Scott started a petition in September, calling for South African musicians to put pressure on the SABC to pay the royalties owed to them.
The broadcaster, with its 18 radio stations, including 5FM, Metro FM and Ukhozi FM, confirmed it owed about R250m in royalties to local musicians. The cash-strapped organisation has not paid royalties since 2015.
For the 2018/2019 financial year, the SABC reported yet another year of losses, in the region of R500m. The government had to step in, granting it a R3.2bn bailout in September to rescue the broadcaster and settle some of its debts.
Pfanani Lishivha, CEO of one of the country's royalty collection bodies, the SA Music Performance Rights Association (Sampra), has supported Scott and his petition, saying: “What Scott is doing is correct, because it is part of our members rising up.”
Lishivha said Sampra, which represents an estimated 20,000 South African musicians, is owed R100m in royalties by the SABC.
“All the other broadcasters, commercial broadcasters, in the country have been paying us. It's only the SABC who haven't paid. Maybe the SABC should stop using our members' music and let's see how they'll survive,” said Lishivha.
The SABC brought in R1.6bn in advertising revenue in the 2018/2019 financial year. Without SA music, which contributes to 79% of music played on its radio stations, that revenue could be severely affected.
“I'm making a stand,” said Scott in a video interview with TimesLIVE. “Other musicians are starting to see that this money also belongs to them. It's time we band together and say to the SABC, 'without us, you don't exist'.”

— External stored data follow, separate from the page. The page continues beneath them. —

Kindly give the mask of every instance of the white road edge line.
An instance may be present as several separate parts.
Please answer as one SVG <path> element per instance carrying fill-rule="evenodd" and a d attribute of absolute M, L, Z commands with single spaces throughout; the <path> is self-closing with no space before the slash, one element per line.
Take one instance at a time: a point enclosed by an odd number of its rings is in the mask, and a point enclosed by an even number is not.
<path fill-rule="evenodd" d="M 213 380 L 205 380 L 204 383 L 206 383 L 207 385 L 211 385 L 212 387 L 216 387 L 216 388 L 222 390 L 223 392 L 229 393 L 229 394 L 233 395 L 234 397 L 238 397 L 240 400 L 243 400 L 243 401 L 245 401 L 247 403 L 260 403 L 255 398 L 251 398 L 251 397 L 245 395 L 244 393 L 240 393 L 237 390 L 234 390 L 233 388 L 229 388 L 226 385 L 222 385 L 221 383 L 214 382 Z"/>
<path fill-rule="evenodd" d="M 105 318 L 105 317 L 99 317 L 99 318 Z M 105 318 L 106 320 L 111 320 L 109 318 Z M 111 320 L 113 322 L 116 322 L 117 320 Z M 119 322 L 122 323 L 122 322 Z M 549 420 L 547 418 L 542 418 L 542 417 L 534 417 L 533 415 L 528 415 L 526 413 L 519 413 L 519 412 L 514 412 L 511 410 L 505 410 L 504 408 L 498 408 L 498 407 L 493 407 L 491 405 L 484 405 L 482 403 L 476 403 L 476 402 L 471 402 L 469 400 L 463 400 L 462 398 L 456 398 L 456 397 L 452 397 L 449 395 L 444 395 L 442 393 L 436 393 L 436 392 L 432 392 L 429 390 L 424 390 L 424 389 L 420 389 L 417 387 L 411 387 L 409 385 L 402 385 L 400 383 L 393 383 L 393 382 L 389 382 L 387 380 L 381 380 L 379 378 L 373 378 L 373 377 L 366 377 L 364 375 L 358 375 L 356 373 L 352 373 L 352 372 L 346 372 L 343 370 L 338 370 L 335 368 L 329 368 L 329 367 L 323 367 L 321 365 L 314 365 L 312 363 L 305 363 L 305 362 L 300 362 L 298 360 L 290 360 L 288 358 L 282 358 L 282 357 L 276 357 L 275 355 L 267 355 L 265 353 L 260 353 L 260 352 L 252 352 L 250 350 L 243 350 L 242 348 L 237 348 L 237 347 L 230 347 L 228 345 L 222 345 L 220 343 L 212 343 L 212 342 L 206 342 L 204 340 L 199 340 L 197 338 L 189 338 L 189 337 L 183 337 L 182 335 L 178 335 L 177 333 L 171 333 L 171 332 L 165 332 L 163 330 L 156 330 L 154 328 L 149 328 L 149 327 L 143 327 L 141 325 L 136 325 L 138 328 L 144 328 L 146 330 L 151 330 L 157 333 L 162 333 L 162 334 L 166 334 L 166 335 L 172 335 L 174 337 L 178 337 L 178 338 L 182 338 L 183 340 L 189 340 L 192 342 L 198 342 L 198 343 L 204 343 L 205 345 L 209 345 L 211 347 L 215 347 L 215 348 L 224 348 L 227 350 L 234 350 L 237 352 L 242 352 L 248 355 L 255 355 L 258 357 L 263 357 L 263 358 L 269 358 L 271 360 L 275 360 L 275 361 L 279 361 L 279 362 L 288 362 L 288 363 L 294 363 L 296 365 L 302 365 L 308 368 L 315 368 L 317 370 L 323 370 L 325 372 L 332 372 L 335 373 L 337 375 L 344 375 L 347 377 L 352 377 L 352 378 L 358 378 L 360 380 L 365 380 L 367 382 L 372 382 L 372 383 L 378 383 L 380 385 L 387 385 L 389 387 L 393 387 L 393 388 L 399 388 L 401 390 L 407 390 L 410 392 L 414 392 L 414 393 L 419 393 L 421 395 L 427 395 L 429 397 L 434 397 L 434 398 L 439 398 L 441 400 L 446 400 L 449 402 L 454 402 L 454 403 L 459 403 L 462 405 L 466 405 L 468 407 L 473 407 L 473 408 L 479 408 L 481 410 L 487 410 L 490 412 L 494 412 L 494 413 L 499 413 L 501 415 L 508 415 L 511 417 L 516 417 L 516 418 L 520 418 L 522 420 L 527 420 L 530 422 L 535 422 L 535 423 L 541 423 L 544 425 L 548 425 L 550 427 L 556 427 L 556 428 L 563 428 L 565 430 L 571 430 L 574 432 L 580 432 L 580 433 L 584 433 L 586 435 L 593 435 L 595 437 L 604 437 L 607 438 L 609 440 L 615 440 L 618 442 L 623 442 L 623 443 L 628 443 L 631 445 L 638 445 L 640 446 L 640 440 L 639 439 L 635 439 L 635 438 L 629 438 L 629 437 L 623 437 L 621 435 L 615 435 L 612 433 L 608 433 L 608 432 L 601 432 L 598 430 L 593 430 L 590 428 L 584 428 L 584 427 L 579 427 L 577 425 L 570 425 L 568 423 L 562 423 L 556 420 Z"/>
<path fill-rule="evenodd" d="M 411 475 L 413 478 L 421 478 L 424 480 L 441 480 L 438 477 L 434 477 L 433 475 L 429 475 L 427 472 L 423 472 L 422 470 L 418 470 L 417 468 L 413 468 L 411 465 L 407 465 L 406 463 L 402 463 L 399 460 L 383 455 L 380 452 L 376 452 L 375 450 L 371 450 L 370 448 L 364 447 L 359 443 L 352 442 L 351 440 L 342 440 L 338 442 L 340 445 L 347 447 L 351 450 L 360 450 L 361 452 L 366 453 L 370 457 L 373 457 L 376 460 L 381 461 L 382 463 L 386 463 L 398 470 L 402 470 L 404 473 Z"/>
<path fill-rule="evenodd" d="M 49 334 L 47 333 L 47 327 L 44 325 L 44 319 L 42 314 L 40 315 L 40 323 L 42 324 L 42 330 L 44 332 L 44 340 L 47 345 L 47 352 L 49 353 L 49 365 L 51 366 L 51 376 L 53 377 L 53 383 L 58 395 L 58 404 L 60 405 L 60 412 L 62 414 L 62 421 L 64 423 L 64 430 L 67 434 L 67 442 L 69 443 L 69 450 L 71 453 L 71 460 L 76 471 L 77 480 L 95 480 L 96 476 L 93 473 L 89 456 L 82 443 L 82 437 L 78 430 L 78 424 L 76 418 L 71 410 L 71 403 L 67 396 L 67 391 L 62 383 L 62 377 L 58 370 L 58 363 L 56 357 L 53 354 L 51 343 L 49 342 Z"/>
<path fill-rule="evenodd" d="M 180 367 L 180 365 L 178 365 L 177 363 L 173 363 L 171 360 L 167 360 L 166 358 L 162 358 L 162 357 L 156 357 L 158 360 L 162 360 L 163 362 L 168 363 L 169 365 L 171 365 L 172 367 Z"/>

SABC spokesperson Vuyo Mthembu said it is well known that the SABC has undergone a period of financial difficulty. “This financial difficulty affected the organisation to maintain payments to suppliers and content providers,” she said.

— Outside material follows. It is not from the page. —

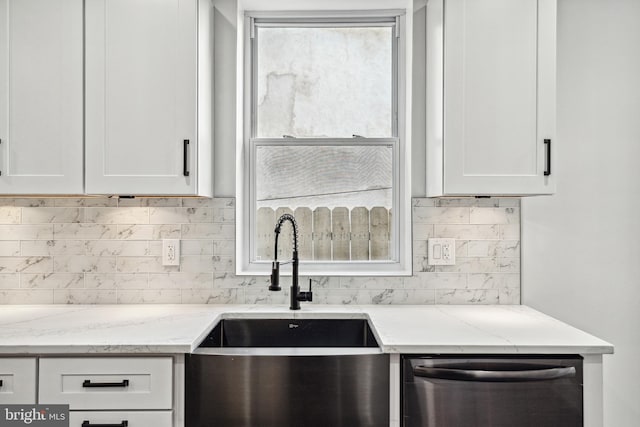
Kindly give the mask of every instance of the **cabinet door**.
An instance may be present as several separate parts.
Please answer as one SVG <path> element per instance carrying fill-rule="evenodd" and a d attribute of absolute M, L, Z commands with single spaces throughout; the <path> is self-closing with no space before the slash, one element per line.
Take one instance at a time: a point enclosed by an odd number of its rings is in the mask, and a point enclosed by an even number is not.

“The SABC does have a payment plan in place to address these and other outstanding debts. The first portion of government funding ... which has been received, will be utilised accordingly and the settling of outstanding payments remains a priority for the organisation. There is a payment plan in place to deal with outstanding debts owed to suppliers, content producers and royalties stakeholders.”
No dates have been given as to when royalty agencies and musicians will be paid by the broadcaster.
Scott, meanwhile, said he will continue to boycott the SABC until it pays the outstanding royalties and is calling on more musicians to join him.
“I've made the call: I won't send my new stuff to 5FM or any SABC stations,” he said.
“It’s sad, because I like the DJs at 5FM and want to maintain my relationship with them, but it’s not their fault, it’s their bosses fault. If people aren't paying me for my worth, I'll go to the next place.”